Photo of Gino Antognozzi, which was handed to Sydney Swingler when he left the Italian family, and has been kept safe by the Swingler family ever sincePhoto of Gino Antognozzi, which was handed to Sydney Swingler when he left the Italian family, and has been kept safe by the Swingler family ever since

The children of Sydney Swingler have made contact with the Antognozzi family, who protected their father for several months during the war, after an amateur historian and the Ham&High helped bring them together.

Sydney was among the thousands of fighters who fled prisoner-of-war camps after Italy signed an armistice with the Allies in September 1943, then took refuge with Italian peasants as the country remained in turmoil.

He was sheltered by the Antognozzi family in the Italian village of Montelparo, where they still live, before eventually making it back across Allied lines and returning to his Kentish Town home.

Sydney’s son Colin Swingler, 64, one of four siblings born at the former family home in Highgate Road after the war, said he was delighted to make contact with the Antognozzi family, who had risked their lives to look after his father.

The photo of Doris and inscription that was the clue that helped solve the 70-year mysteryThe photo of Doris and inscription that was the clue that helped solve the 70-year mystery

He said: “If the Germans or Italian fascists had found dad, they could have been killed along with him.

“My family owes them a great debt – if my father had not come back, none of us would be here.”

Last month, the Ham&High was contacted by Anne Copley, a lawyer and amateur historian who has a house in Italy and a keen interest in the “untold story” of the thousands of Allied soldiers given refuge by Italian peasants.

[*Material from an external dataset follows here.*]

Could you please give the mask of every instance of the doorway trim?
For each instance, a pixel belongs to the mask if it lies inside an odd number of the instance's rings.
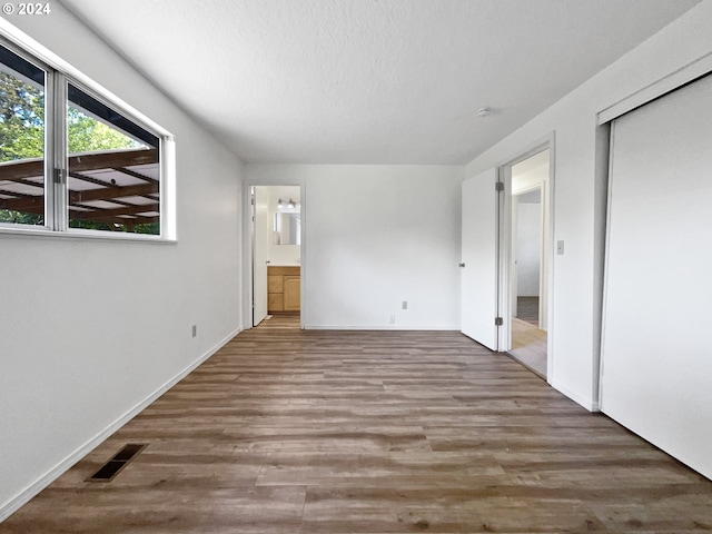
[[[546,231],[546,240],[542,247],[542,259],[545,260],[546,273],[541,277],[542,285],[545,289],[541,291],[546,295],[546,382],[552,384],[554,380],[554,350],[553,350],[553,330],[554,330],[554,198],[555,198],[555,161],[556,161],[556,139],[555,131],[548,136],[538,139],[530,145],[516,156],[497,166],[498,179],[503,182],[503,194],[500,196],[500,216],[498,216],[498,317],[503,318],[502,328],[498,328],[498,346],[501,352],[511,349],[512,344],[512,296],[511,296],[511,247],[512,247],[512,167],[520,164],[536,154],[548,149],[548,179],[542,187],[542,207],[548,216],[548,221],[543,225]],[[542,261],[544,269],[544,261]]]
[[[254,250],[253,241],[255,238],[255,225],[253,220],[253,205],[251,205],[251,190],[253,187],[271,187],[271,186],[289,186],[299,188],[299,202],[301,204],[301,248],[299,259],[300,270],[300,304],[299,304],[299,327],[304,329],[305,325],[305,308],[307,296],[305,291],[306,278],[307,278],[307,241],[306,241],[306,226],[307,226],[307,195],[306,184],[303,180],[291,181],[284,179],[246,179],[243,182],[243,329],[247,330],[253,328],[253,306],[254,306]]]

She was asked for help by the Antognozzis after unearthing the identify of another British soldier, who was killed by the SS when discovered on a farm not far from Montelparo.

The family were keen to trace Sydney – though they knew him as Anthony or perhaps even Antonio Swingler – using only a photo of his half-sister Doris and its inscription, which gave the Highgate Road address.

The memento had been kept safe for 70 years by Gino Antognozzi.

It was handed to him as a parting gift, after he accompanied Sydney as a 17-year-old on his journey through the Italian countryside towards Allied lines.

The Ham&High published an article which was shared on online forums for Second World War and genealogy enthusiasts, who helped Ms Copley to track down Colin.

The retired bank manager, who now lives in St Albans, Hertfordshire, revealed that his father also kept a photo of Gino, which was one of his “prized possessions”.

However, when Sydney died in 1993, his children knew little about his time in the Italian countryside because he was reluctant to talk about the war.

Now Colin hopes to visit Italy to thank Gino, now 88, and his family in person – and to find out more about his father’s secret wartime experiences.

Gino has already revealed that he dug out a cave for Sydney, where he was forced to shelter at times to evade Italian fascists.

Colin, meanwhile, was also able to confirm that his father had survived the war – the Antognozzi family had no idea what became of him – before starting a family and becoming a delivery driver and then a depot manager.

Ms Copley, 59, said: “I spoke to Gino’s nephew Alfredo over the phone, and he said Gino was extremely moved.

“I feel I have done what I set out to do – I have found this family and put them in touch.”